The magnitude of the capital expenditures reflects the significance of this development. Huang talks about a worldwide market for AI infrastructure in the range of several trillion U.S. dollars. Consequently, the data center of the future is becoming less of a building full of servers and increasingly a highly integrated energy, cooling, and production system.
Schaeffler makes data centers more efficient
Schaeffler supports data centers with a broad portfolio of bearing, monitoring, and system solutions. The goal is to lower energy consumption for cooling, reduce maintenance requirements, and prevent unplanned downtime.
Read here to learn how Schaeffler increases the reliability of data centers, in part through the use of electrically insulated bearings.
The world’s largest data centers
The north as a natural chiller
Scandinavia, Iceland, or Northern Canada benefit from a natural location advantage: low outdoor temperatures. There, many data centers can be cooled by outdoor air for large parts of the year – which is clearly more energy-efficient than classic air conditioning systems.
Meta in Northern Sweden is a prominent example. The data center in Luleå is located only about 100 kilometers (62 miles) south of the Polar Circle. The average annual temperature of about two degrees centigrade (36 degrees Fahrenheit) enables free cooling nearly all year long. At the same time, the electricity is generated largely by hydro- and wind power. Google, too, operates one of its most efficient European data centers in Hamina, Finland, where water from the Baltic Sea is used for cooling.
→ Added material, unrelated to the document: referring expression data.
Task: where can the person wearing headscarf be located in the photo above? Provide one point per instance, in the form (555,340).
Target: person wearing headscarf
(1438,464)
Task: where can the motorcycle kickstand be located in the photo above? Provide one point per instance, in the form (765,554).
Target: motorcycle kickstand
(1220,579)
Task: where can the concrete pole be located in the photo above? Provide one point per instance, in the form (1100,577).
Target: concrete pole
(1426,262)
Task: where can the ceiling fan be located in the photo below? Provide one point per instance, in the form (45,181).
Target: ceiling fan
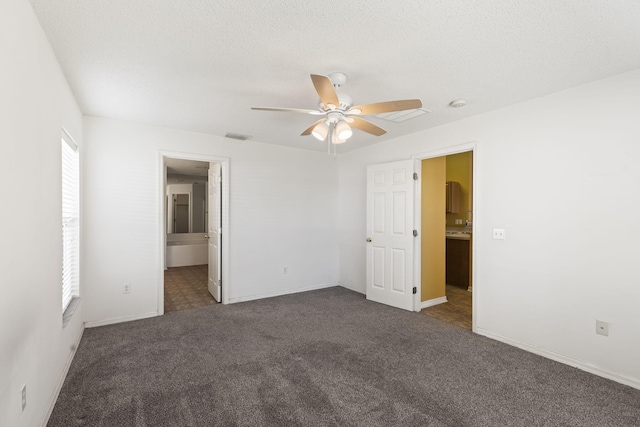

The sites are chosen according to the laws of physics. Google justifies the choice of Hamina as the site of its data center like this: “Google’s Hamina data center in Finland leverages the region’s naturally cold climate to operate highly efficiently. By utilizing cold seawater from the Gulf of Finland for its cooling system and capturing server waste heat for the municipal district heating network, the facility combines sustainability with cutting-edge tech.” The simple formula is that where nature assumes some of the cooling capacity, energy consumption and operating costs go down.
Not welcome everywhere
As impressive as the technical innovations are – the extension of data center infrastructure is increasingly meeting with resistance. Especially in the United States, citizens’ initiatives are forming against new large-scale projects from Amazon, Google, or other tech companies.
Their criticism primarily targets the massive electric power and water consumption, surface sealing, noise pollution, and special taxation for operators. Take Meta for example: The tech corporation is receiving tax breaks of more than 3.3 billion U.S. dollars for its planned “Hyperion” AI data center in Louisiana with a project volume of over 10 billion U.S. dollars.
The argument of the project opponents: The data center could require nearly 20 percent of Louisiana’s entire power consumption while only about 300 to 500 permanent jobs are expected. Meta on the other hand refers to capital expenditures for infrastructure and renewable energies.
Clearly, the AI boom is increasingly turning data centers into a question of infrastructure – and thus into places where energy, efficiency, and technology have to be reimagined together.